Wotton House - Restoration of The Main House

Restoration of The Main House

Elaine (Mrs Patrick) Brunner purchased the main house and the Clock Pavilion from Buckinghamshire County Council for £6,000 in 1957, two weeks before it was scheduled for demolition.

Brunner engaged Donald Insall Associates to carry out extensive work on the house, repairing the dilapidations, undoing most of the Butler alterations and restoring Soane's architectural details. However the central feature of Soane's redesign, the "Tribune", which had been destroyed by Butler, was still unrestored when she died in 1998.

The house passed to April, Brunner's daughter and her husband David Gladstone. The grounds are open to the public at least one day a week during the summer months, but viewing of the house is by appointment only.

In 2007 David Gladstone held a conference at Wotton in an attempt to determine the name of the original architect of the house. The conference generated at least two follow up papers: Howard Colvin (2010) proposed that John Fitch may have been the original architect, and later the same year John Millar (2010) proposed that it may have been Elizabeth Wilbraham (1632–1705).

Read more about this topic:  Wotton House

Famous quotes containing the words restoration of the, restoration of, restoration, main and/or house:

    I claim that in losing the spinning wheel we lost our left lung. We are, therefore, suffering from galloping consumption. The restoration of the wheel arrests the progress of the fell disease.
    Mohandas K. Gandhi (1869–1948)

    Men who are occupied in the restoration of health to other men, by the joint exertion of skill and humanity, are above all the great of the earth. They even partake of divinity, since to preserve and renew is almost as noble as to create.
    Voltaire [François Marie Arouet] (1694–1778)

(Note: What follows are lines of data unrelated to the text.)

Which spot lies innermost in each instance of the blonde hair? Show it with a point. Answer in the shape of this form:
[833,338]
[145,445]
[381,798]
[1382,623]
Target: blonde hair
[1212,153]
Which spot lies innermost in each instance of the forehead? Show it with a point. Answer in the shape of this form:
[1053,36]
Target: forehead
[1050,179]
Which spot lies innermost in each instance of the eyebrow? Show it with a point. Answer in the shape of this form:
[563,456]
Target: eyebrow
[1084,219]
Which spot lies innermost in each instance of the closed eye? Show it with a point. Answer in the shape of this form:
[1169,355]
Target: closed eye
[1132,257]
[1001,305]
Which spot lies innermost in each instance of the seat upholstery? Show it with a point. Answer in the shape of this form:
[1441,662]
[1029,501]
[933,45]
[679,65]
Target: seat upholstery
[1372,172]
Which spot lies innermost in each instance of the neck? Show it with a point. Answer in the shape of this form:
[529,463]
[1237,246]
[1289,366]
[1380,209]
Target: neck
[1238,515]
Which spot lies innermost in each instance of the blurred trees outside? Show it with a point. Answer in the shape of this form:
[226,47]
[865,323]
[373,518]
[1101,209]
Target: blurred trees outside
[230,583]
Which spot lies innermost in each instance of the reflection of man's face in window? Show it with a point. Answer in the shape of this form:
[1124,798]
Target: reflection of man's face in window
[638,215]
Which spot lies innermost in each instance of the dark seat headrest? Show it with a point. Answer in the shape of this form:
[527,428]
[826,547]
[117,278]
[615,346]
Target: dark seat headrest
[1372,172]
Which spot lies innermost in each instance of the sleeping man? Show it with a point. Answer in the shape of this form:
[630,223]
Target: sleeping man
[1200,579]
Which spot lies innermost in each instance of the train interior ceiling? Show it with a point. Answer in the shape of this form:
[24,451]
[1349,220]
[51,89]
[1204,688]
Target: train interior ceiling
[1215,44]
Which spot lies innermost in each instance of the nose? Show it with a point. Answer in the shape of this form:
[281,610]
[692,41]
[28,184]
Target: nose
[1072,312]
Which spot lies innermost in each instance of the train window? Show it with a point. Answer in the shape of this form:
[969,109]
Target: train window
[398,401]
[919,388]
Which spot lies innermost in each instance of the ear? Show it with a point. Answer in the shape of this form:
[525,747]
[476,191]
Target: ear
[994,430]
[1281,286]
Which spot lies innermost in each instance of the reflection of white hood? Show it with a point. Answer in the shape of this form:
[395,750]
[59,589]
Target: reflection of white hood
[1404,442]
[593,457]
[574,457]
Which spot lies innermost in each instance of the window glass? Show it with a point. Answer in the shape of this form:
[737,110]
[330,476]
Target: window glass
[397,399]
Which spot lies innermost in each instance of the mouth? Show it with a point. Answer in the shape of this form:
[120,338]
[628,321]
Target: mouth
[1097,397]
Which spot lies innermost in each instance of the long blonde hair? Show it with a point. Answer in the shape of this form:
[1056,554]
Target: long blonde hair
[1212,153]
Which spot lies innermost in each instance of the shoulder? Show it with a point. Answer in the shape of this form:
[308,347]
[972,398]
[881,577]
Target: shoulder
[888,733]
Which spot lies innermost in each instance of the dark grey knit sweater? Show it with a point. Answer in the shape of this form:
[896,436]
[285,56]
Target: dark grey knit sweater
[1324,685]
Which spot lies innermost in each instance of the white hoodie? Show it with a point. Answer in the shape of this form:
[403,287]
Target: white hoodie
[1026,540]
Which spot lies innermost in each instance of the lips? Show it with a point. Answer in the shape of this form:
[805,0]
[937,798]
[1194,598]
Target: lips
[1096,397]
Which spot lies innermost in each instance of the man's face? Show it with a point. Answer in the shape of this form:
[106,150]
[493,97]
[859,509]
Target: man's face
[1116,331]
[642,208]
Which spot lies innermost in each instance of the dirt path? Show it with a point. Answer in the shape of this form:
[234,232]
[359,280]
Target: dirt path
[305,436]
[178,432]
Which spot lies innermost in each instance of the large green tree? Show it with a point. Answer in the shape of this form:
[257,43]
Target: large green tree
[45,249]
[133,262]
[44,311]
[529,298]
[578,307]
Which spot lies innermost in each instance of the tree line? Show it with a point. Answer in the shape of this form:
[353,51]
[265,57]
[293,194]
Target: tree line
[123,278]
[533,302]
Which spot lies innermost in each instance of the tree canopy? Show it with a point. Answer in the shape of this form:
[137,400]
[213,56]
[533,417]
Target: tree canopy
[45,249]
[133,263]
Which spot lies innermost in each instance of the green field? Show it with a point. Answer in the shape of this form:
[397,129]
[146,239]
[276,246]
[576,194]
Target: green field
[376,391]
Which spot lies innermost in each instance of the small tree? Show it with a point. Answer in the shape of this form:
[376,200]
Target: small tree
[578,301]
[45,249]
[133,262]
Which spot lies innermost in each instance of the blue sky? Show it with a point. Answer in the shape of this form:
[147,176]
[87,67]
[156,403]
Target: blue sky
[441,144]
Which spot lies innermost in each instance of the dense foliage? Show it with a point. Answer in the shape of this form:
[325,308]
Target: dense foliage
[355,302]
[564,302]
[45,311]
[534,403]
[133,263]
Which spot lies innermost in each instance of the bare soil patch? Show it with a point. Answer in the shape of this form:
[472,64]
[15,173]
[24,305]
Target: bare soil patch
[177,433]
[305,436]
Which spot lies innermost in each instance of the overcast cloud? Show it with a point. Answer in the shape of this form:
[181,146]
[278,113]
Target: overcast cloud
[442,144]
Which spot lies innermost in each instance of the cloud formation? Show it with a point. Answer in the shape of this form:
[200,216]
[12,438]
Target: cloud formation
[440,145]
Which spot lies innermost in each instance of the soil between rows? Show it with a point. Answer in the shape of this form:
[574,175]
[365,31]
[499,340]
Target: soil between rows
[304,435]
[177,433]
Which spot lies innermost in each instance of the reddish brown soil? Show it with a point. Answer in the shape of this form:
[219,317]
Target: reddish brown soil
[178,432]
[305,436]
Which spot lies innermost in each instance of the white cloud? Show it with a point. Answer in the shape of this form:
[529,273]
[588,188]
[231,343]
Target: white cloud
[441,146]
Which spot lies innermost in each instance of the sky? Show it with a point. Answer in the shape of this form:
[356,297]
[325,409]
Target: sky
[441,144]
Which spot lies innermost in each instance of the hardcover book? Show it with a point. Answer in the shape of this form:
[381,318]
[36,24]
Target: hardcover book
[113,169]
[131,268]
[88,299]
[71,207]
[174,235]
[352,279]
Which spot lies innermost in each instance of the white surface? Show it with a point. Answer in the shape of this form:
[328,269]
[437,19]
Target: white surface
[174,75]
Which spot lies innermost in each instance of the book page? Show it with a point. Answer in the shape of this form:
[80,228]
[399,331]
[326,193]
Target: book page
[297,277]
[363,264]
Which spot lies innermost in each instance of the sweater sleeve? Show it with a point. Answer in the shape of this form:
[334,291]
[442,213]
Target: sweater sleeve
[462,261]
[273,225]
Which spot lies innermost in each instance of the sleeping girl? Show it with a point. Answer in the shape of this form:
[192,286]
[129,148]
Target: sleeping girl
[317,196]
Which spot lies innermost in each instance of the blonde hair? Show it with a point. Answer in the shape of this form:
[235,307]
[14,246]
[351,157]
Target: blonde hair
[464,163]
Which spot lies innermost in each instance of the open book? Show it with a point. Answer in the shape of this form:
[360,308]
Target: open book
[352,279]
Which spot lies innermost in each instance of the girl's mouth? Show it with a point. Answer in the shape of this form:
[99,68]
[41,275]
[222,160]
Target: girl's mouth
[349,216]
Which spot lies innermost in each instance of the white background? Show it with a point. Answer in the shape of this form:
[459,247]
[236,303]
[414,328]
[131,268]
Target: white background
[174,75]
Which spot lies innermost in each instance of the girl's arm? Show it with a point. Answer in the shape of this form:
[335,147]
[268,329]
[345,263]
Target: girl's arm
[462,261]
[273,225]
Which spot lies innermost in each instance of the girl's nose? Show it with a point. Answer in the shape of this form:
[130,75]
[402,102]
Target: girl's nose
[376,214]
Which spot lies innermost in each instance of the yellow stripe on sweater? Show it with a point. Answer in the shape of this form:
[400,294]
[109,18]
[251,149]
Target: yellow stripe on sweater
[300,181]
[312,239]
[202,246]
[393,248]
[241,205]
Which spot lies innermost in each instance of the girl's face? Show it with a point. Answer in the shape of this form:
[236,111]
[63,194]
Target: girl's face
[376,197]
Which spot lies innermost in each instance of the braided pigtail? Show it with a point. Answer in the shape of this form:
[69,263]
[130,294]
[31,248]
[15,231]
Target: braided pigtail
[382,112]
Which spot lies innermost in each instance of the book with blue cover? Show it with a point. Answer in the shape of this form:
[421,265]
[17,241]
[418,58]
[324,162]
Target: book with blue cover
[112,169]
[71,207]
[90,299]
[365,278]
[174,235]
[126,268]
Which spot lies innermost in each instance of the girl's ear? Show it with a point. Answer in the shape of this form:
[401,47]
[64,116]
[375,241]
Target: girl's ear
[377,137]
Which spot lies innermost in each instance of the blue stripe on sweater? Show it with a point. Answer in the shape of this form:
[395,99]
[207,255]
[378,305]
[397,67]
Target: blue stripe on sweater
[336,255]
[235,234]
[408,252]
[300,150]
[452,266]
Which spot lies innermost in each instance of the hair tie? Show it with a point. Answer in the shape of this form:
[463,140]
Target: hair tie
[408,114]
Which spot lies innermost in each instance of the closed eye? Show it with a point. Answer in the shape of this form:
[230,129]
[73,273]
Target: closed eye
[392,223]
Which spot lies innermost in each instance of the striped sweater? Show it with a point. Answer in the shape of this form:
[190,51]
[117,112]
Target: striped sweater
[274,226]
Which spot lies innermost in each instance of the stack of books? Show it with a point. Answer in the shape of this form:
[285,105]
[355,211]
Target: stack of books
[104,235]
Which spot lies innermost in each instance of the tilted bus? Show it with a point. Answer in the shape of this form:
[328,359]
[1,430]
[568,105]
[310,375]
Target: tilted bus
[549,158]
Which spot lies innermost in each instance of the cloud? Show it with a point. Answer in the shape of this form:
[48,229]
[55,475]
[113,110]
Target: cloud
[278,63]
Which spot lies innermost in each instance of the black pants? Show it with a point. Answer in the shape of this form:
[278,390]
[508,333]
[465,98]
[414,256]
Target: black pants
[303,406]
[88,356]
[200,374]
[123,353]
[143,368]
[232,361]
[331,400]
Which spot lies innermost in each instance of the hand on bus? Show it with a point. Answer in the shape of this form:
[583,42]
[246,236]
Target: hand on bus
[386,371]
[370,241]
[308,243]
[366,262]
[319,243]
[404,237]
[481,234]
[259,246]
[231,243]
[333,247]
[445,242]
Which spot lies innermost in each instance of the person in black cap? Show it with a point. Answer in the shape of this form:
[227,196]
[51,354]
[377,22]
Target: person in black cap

    I claim that in losing the spinning wheel we lost our left lung. We are, therefore, suffering from galloping consumption. The restoration of the wheel arrests the progress of the fell disease.
    Mohandas K. Gandhi (1869–1948)

    The main reason why men and women make different aesthetic judgments is the fact that the latter, generally incapable of abstraction, only admire what meets their complete approval.
    Franz Grillparzer (1791–1872)

    I was a closet pacifier advocate. So were most of my friends. Unknown to our mothers, we owned thirty or forty of those little suckers that were placed strategically around the house so a cry could be silenced in less than thirty seconds. Even though bottles were boiled, rooms disinfected, and germs fought one on one, no one seemed to care where the pacifier had been.